Abstract

Land cover mapping (LCM) in complex surface-mined and agricultural landscapes could contribute greatly to regulating mine exploitation and protecting mine geo-environments. However, there are some special and spectrally similar land covers in these landscapes which increase the difficulty in LCM when employing high spatial resolution images. There is currently no research on these mixed complex landscapes. The present study focused on LCM in such a mixed complex landscape located in Wuhan City, China. A procedure combining ZiYuan-3 (ZY-3) stereo satellite imagery, the feature selection (FS) method, and machine learning algorithms (MLAs) (random forest, RF; support vector machine, SVM; artificial neural network, ANN) was proposed and first examined for both LCM of surface-mined and agricultural landscapes (MSMAL) and classification of surface-mined land (CSML), respectively. The mean and standard deviation filters of spectral bands and topographic features derived from ZY-3 stereo images were newly introduced. Comparisons of three MLAs, including their sensitivities to FS and whether FS resulted in significant influences, were conducted for the first time in the present study. The following conclusions are drawn. Textures were of little use, and the novel features contributed to improve classification accuracy. Regarding the influence of FS: FS substantially reduced feature set (by 68% for MSMAL and 87% for CSML), and often improved classification accuracies (with an average value of 4.48% for MSMAL using three MLAs, and 11.39% for CSML using RF and SVM); FS showed statistically significant improvements except for ANN-based MSMAL; SVM was most sensitive to FS, followed by ANN and RF. Regarding comparisons of MLAs: for MSMAL based on feature subset, RF achieved the greatest overall accuracy of 77.57%, followed by SVM and ANN; for CSML, SVM had the highest accuracies (87.34%), followed by RF and ANN; based on the feature subsets, significant differences were observed for MSMAL and CSML using any pair of MLAs.

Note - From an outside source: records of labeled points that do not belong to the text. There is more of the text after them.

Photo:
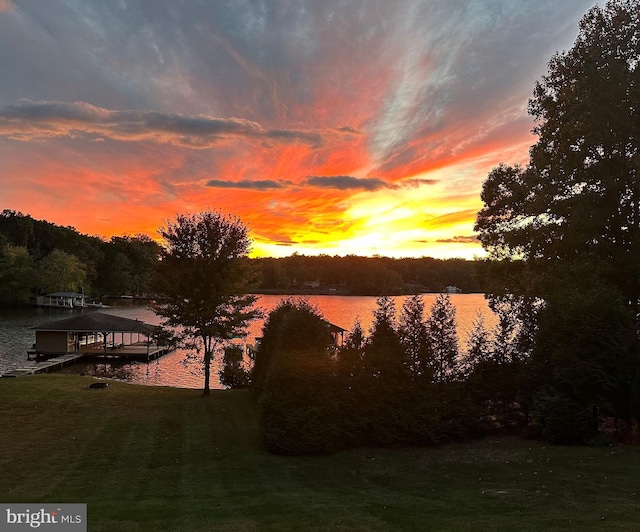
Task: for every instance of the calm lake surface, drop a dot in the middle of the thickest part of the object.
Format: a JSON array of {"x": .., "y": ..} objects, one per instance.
[{"x": 16, "y": 334}]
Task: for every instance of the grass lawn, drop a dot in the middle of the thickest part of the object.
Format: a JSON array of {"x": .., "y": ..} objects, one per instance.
[{"x": 148, "y": 459}]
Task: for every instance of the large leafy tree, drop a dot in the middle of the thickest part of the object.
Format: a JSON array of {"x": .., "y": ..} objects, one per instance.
[
  {"x": 203, "y": 276},
  {"x": 570, "y": 219}
]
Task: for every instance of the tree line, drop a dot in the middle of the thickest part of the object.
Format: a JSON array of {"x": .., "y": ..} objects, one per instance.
[
  {"x": 563, "y": 275},
  {"x": 38, "y": 257},
  {"x": 357, "y": 275}
]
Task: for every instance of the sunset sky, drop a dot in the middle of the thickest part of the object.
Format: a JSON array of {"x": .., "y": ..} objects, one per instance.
[{"x": 328, "y": 126}]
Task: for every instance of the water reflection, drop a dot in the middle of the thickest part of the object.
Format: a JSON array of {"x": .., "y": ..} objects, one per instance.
[{"x": 17, "y": 335}]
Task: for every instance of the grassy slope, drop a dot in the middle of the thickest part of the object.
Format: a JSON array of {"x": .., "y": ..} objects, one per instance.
[{"x": 147, "y": 459}]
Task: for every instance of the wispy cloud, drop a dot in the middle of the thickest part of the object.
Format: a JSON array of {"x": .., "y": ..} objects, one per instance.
[
  {"x": 345, "y": 182},
  {"x": 472, "y": 239},
  {"x": 29, "y": 120},
  {"x": 362, "y": 126},
  {"x": 6, "y": 6},
  {"x": 265, "y": 184}
]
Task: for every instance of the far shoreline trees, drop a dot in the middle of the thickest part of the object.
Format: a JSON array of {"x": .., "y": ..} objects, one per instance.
[
  {"x": 123, "y": 265},
  {"x": 203, "y": 277},
  {"x": 563, "y": 233}
]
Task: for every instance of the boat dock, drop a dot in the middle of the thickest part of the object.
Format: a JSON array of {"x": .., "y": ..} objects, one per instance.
[{"x": 138, "y": 352}]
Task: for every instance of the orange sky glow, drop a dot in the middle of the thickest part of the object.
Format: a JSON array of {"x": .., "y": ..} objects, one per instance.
[{"x": 363, "y": 128}]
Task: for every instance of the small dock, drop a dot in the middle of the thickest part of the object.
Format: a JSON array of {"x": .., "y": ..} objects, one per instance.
[
  {"x": 45, "y": 366},
  {"x": 139, "y": 352}
]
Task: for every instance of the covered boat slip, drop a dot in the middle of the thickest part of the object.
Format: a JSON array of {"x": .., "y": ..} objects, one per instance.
[{"x": 98, "y": 334}]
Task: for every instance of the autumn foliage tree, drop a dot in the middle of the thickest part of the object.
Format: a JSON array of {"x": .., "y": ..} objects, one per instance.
[
  {"x": 204, "y": 277},
  {"x": 569, "y": 222}
]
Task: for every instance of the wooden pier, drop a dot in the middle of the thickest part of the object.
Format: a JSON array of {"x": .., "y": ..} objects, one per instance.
[
  {"x": 51, "y": 364},
  {"x": 138, "y": 352}
]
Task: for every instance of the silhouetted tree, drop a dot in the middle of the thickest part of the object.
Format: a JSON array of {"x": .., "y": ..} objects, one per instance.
[
  {"x": 570, "y": 221},
  {"x": 414, "y": 336},
  {"x": 204, "y": 276}
]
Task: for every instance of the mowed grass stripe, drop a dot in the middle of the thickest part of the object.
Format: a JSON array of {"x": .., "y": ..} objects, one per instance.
[{"x": 146, "y": 458}]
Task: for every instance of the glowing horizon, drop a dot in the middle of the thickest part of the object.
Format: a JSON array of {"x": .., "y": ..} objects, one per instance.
[{"x": 363, "y": 129}]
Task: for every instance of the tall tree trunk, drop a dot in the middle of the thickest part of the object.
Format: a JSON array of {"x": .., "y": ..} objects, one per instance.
[{"x": 207, "y": 367}]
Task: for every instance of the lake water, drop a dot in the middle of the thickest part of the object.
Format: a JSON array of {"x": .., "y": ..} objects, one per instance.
[{"x": 17, "y": 335}]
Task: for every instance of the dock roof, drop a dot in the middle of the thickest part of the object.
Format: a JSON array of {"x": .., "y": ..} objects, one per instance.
[{"x": 99, "y": 322}]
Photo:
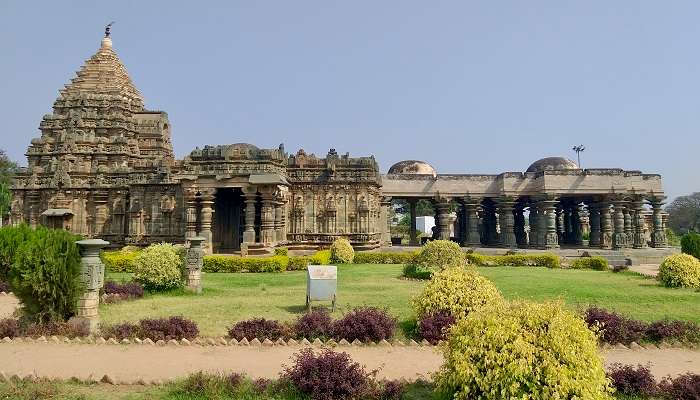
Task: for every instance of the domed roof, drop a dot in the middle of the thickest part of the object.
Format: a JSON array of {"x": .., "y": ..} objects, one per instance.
[
  {"x": 412, "y": 167},
  {"x": 552, "y": 164}
]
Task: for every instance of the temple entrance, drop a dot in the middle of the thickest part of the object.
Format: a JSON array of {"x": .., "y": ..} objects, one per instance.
[{"x": 227, "y": 230}]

In general, the proposed approach can contribute to LCM in complex surface-mined and agricultural landscapes.

Highlights

  • Land cover information about the Earth’s surface features in terms of their quantity, diversity, and spatial distribution has been identified as one of the crucial data components for many aspects of global change studies and environmental applications [1,2]

  • This study focused on the following tasks: mapping of the surface-mined and agricultural landscapes (MSMAL), i.e., the entire study area, and classification of the surface-mined land (CSML)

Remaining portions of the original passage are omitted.